Y lo mejor del caso es que todo tenía una pinta tremenda de ser verdad -por lo
menos ninguno de los presentes pareció ocurrírsele poner ningún punto de lo oído en
tela de juicio, aunque al cabo de un rato, si uno se lo pensaba, tenía que reconocer que
acaso una cualquiera de aquellas historias podía colar, aunque en lo referente al
conjunto nos habíamos instalado de lleno en el terreno de los inverosímil. Pero, aquí
está lo mejor, era lo inverosímil de lo posible, incluso de los deseable.
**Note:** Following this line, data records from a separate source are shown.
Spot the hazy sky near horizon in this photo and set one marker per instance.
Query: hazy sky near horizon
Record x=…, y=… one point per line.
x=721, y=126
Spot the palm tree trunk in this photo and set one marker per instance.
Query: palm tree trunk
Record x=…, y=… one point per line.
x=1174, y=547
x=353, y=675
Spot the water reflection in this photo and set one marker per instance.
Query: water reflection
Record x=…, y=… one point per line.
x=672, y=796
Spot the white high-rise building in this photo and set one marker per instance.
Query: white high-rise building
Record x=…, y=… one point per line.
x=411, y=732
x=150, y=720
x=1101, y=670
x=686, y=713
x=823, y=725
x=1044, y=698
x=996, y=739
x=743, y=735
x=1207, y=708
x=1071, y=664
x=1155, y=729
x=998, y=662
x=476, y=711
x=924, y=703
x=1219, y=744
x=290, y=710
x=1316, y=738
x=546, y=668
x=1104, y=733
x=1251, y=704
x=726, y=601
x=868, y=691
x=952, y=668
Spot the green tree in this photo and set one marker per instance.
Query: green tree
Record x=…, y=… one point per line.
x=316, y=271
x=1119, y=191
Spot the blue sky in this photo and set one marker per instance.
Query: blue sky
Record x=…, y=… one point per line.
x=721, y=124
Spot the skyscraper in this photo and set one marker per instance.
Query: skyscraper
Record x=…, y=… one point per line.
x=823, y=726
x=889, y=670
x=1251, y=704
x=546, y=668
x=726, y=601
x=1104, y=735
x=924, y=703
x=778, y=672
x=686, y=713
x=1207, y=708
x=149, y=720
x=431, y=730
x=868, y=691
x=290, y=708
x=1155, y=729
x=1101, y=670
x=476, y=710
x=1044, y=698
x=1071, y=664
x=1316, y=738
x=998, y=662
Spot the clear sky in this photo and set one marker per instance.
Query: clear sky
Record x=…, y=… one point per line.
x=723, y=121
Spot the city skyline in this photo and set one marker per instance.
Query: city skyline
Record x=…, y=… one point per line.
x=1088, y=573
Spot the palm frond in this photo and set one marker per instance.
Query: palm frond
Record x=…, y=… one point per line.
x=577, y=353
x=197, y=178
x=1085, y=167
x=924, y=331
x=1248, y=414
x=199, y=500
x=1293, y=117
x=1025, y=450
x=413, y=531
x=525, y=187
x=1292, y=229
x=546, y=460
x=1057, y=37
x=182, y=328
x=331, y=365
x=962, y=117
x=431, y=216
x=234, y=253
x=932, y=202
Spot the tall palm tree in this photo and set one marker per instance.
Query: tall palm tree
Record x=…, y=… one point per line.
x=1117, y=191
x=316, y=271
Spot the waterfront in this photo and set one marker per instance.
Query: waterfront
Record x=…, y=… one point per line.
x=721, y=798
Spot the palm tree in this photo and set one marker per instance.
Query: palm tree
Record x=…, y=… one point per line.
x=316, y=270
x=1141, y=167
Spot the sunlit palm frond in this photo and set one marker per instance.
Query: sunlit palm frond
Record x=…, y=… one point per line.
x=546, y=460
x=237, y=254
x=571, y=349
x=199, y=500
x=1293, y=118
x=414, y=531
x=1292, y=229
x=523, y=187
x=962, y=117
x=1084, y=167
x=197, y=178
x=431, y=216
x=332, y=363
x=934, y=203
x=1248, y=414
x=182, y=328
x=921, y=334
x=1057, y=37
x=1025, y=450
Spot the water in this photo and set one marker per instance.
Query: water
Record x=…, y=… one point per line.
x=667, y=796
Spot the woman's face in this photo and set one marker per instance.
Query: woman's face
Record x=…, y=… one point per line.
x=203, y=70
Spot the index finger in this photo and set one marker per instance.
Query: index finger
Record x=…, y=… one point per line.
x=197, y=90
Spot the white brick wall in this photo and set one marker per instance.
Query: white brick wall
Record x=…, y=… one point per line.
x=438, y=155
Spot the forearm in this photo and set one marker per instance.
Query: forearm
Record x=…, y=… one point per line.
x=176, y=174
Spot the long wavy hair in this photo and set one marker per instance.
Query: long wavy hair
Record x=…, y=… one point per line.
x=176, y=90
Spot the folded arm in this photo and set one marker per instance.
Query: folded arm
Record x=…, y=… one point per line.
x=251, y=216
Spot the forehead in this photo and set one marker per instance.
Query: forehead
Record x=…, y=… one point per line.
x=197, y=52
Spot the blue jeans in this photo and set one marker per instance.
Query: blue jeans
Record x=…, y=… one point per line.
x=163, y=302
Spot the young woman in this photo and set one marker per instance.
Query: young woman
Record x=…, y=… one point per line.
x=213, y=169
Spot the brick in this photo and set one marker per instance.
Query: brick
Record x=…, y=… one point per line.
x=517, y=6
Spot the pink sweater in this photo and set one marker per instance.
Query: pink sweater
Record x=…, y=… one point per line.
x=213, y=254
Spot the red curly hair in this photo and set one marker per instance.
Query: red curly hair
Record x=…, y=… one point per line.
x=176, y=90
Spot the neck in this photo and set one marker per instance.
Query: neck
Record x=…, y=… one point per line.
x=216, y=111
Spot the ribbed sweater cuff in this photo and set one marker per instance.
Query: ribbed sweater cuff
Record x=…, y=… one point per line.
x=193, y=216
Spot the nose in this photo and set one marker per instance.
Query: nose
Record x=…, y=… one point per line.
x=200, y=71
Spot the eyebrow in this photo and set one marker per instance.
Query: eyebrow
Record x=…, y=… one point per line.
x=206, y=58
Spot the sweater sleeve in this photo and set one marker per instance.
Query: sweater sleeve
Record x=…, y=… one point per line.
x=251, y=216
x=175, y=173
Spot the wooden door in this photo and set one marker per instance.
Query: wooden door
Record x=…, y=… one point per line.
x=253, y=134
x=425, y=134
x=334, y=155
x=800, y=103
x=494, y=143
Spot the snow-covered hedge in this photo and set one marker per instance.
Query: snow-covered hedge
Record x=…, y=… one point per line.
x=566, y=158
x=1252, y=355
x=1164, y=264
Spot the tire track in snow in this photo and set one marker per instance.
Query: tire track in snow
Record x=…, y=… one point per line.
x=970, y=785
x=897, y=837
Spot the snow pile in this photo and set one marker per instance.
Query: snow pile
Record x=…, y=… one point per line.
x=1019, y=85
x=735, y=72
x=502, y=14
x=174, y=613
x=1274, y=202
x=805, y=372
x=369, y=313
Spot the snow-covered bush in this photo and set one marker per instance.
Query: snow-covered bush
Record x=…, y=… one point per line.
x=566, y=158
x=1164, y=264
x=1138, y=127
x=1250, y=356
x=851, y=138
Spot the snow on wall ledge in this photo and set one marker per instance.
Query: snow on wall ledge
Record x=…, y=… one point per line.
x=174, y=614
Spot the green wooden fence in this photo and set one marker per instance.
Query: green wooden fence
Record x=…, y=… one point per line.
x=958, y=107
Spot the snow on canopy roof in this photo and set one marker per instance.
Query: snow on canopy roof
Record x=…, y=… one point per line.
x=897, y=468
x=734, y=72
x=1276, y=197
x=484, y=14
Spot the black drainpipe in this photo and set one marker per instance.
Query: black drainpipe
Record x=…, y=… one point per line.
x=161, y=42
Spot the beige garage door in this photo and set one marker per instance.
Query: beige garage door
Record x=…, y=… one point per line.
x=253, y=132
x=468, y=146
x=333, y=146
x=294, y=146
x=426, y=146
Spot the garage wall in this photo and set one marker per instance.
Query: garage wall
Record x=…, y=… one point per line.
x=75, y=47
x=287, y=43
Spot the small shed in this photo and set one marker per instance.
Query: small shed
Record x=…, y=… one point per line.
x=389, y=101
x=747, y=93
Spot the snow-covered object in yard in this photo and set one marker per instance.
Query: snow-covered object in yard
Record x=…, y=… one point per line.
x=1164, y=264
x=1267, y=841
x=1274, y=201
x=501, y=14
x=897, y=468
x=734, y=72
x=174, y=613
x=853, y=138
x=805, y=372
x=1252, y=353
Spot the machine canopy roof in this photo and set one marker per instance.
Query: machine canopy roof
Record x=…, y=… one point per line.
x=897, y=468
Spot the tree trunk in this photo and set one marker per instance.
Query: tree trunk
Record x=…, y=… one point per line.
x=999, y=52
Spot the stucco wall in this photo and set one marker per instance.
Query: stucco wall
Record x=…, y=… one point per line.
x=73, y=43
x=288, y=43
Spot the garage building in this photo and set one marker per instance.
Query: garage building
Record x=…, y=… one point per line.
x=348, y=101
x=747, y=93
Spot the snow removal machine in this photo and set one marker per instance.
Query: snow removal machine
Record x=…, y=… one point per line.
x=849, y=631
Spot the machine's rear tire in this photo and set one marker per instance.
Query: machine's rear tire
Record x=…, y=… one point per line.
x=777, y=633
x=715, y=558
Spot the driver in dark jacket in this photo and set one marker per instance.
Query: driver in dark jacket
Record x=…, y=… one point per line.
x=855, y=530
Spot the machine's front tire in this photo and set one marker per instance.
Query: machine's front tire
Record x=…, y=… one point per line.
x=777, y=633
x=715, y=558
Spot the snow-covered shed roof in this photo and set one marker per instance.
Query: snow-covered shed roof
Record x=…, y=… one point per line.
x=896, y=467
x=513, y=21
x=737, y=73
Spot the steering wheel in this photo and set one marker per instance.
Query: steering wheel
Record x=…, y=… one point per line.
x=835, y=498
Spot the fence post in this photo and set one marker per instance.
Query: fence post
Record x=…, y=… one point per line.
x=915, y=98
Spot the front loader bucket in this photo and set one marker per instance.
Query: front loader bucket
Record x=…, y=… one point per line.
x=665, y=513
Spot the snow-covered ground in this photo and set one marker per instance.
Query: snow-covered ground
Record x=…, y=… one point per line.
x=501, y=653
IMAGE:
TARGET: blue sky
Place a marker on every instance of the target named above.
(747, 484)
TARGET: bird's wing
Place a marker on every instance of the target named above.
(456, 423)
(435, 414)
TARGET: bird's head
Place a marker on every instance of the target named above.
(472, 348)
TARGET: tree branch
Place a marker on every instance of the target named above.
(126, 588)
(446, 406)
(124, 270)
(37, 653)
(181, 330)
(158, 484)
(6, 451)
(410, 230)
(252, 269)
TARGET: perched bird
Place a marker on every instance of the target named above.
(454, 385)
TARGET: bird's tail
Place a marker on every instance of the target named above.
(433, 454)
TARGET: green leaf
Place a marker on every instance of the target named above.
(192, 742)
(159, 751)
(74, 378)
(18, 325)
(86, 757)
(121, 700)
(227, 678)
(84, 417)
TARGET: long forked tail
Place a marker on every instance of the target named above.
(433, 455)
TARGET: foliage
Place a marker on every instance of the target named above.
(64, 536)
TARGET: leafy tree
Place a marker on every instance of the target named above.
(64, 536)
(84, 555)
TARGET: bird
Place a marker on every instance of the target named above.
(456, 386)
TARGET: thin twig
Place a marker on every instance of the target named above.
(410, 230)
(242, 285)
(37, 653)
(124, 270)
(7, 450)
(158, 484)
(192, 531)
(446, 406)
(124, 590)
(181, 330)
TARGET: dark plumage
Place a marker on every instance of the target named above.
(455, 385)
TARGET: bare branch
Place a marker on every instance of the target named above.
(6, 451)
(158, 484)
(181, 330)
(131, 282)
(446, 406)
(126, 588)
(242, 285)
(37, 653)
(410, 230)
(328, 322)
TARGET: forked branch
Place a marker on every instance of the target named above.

Oyendo al gran
contador de historias, uno lo veía un individuo indestructible, y le venían ganas de
apuntarse a un viaje con él, a ver cuantas cosas como aquellas pasaban, y
completamente seguro de que iban a pasar. Uno acababa con la impresión de que si la
vida no era aquello, debería serlo, y que todo sería muy distinto si algunos más fueran
como él. No digo que lo fueran todos, porque entonces no estaría muy claro se habría
coches, si comeríamos lechugas o si iríamos calzados; tampoco se trata de abolir la
subdivisión del trabajo.
De hecho, es una intriga infantil especular si las historias de Casares eran ciertas
o falsas. Cada cual sabe, o cree saber, lo que hay de cierto en lo que cuenta y en lo que
escribe: todo y nada a la vez. Suso: Baja de la escalera. Este encuentro tiene como
segundo tema el encuentro de los encuentros. En los anteriores Verines, bajo una u otra
forma, meras excusas argumentales, los escritores se reunieron para hablar de literatura.
Esta vez, los escritores se reúnen para hablar de escritores que se reúnen para hablar de
literatura. El metaencuentro destinado al juego literario perverso por excelencia: la
paradoja sobre el vacío. O sea que de aquí saldrá amistad y conocimiento, como
siempre, o no saldrá nada, quizá en parte también como siempre. De todos los vacíos
posibles, en este momento el peor es el que nos deja la ausencia de Calos Casares.